Extraskeletal calcifications were detected radiographically in 12/39 (31%) patients at baseline. The odds of exhibiting calcifications increased with age (p = 0.045). The odds were unaffected by receipt of lonafarnib, pravastatin, and zoledronate therapies. However, administration of calcium carbonate supplementation, in conjunction with all three therapeutic agents, significantly increased the odds of developing calcifications (p = 0.009), with the odds plateauing after the supplement's discontinuation. Composition analysis of calcinosis cutis showed hydroxyapatite similar to bone. Although serum calcium, phosphorus, and parathyroid hormone (PTH) were within normal limits at baseline and on-therapy, PTH increased significantly after lonafarnib initiation (p < 0.001). Both the urinary calcium/creatinine ratio and tubular reabsorption of phosphate (TRP) were elevated at baseline in 22/39 (56%) and 31/37 (84%) evaluable patients, respectively, with no significant changes while on-therapy. The mean calcium × phosphorus product (Ca × Pi) was within normal limits, but plasma magnesium decreased over both clinical trials. Fibroblast growth factor 23 (FGF23) was lower compared to age-matched controls (p = 0.03).

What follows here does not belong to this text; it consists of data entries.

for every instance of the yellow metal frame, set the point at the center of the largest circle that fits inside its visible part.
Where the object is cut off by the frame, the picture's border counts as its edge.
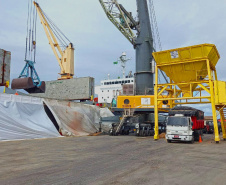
(174, 92)
(65, 58)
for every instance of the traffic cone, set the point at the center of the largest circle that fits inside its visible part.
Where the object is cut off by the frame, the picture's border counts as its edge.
(200, 139)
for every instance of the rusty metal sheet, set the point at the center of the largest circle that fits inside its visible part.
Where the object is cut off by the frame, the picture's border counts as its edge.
(75, 119)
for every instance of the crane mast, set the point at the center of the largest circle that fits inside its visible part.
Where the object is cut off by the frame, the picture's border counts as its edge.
(65, 57)
(141, 40)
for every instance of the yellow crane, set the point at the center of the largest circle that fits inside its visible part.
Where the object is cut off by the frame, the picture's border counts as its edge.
(64, 57)
(64, 52)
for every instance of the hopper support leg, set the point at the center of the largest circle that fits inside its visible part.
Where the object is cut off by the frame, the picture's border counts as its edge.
(223, 124)
(217, 137)
(156, 136)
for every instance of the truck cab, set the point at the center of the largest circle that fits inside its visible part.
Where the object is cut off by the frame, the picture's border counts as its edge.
(184, 124)
(179, 128)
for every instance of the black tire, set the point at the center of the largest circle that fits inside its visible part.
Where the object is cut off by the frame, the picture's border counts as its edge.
(193, 140)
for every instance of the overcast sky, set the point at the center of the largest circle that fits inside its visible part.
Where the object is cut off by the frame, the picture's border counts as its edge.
(98, 43)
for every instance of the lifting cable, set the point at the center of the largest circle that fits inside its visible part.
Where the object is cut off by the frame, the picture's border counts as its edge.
(57, 32)
(30, 50)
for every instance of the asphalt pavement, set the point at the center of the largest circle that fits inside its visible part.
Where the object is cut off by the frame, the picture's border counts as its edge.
(112, 160)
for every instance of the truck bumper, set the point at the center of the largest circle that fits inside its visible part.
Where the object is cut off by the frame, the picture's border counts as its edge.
(179, 138)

Extraskeletal calcifications increased with age in children with HGPS and were composed of hydroxyapatite. The urinary calcium/creatinine ratio and TRP were elevated for age while FGF23 was decreased. Magnesium decreased and PTH increased after lonafarnib therapy which may alter the ability to mobilize calcium. These findings demonstrate that children with HGPS with normal renal function and an unremarkable Ca × Pi develop extraskeletal calcifications by an unidentified mechanism that may involve decreased plasma magnesium and FGF23. Calcium carbonate accelerated their development and is, therefore, not recommended for routine supplementation in these children.

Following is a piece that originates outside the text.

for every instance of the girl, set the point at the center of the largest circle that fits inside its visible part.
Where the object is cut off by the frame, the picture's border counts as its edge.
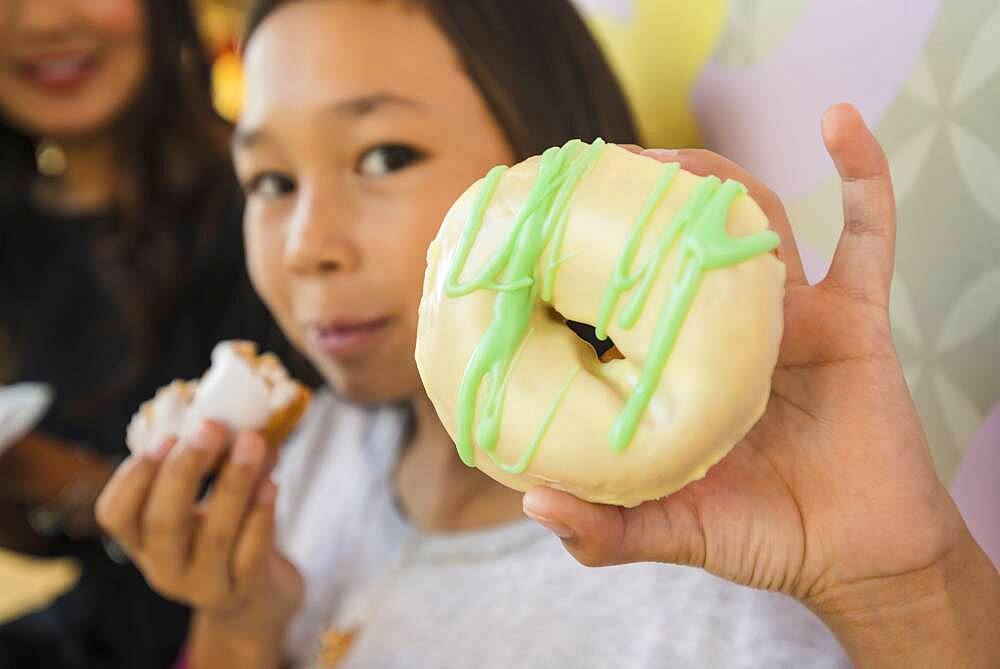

儿童患有哈钦森-吉尔福德早衰综合征(HGPS),这是一种罕见的过早衰老疾病,通过放射分析和体格检查可检测到骨骼外钙化。本研究旨在描述 HGPS 中这些异常钙化的自然史和病理生理学,并确定临床试验中测试的药物和/或补充剂是否会改变其发展。
对连续两项临床试验中的儿童进行研究,分别给予 1) lonafarnib(n=26)和 2) lonafarnib+pravastatin+zoledronic acid(n=37)。在基线(治疗前)、治疗一年和治疗结束时(基线后 3.3-4.3 年)进行研究。在第二项试验的第一年期间给予钙补充剂(碳酸钙口服),随后停止。通过体格检查、射线照相和血清和尿液生化测量来获取钙化信息。通过 X 射线衍射确定两块皮肤衍生钙化的矿物质含量。
基线时,12/39(31%)名患者在放射影像学上检测到骨骼外钙化。出现钙化的几率随年龄增长而增加(p=0.045)。接受 lonafarnib、pravastatin 和 zoledronate 治疗不会影响几率。然而,钙补充剂的给药,与所有三种治疗药物联合使用,显著增加了发生钙化的几率(p=0.009),在补充剂停止使用后,几率趋于平稳。皮肤钙化的成分分析显示羟磷灰石类似于骨骼。尽管基线和治疗期间血清钙、磷和甲状旁腺激素(PTH)均在正常范围内,但 lonafarnib 开始后 PTH 显著升高(p<0.001)。在可评估的 39 名患者中的 22 名(56%)和 37 名中的 31 名(84%)基线时,尿钙/肌酐比值和磷重吸收率(TRP)均升高,而在治疗期间无明显变化。钙×磷乘积(Ca×Pi)在正常范围内,但两个临床试验期间血浆镁均降低。成纤维细胞生长因子 23(FGF23)与年龄匹配的对照组相比降低(p=0.03)。
HGPS 儿童的骨骼外钙化随年龄增长而增加,其组成部分为羟磷灰石。与年龄相比,尿钙/肌酐比值和 TRP 升高,而 FGF23 降低。 lonafarnib 治疗后镁减少,PTH 升高,这可能改变钙动员能力。这些发现表明,肾功能正常且 Ca×Pi 无异常的 HGPS 儿童会通过未知机制发生骨骼外钙化,这可能涉及血浆镁和 FGF23 减少。碳酸钙加速了它们的发展,因此不建议在这些儿童中常规补充。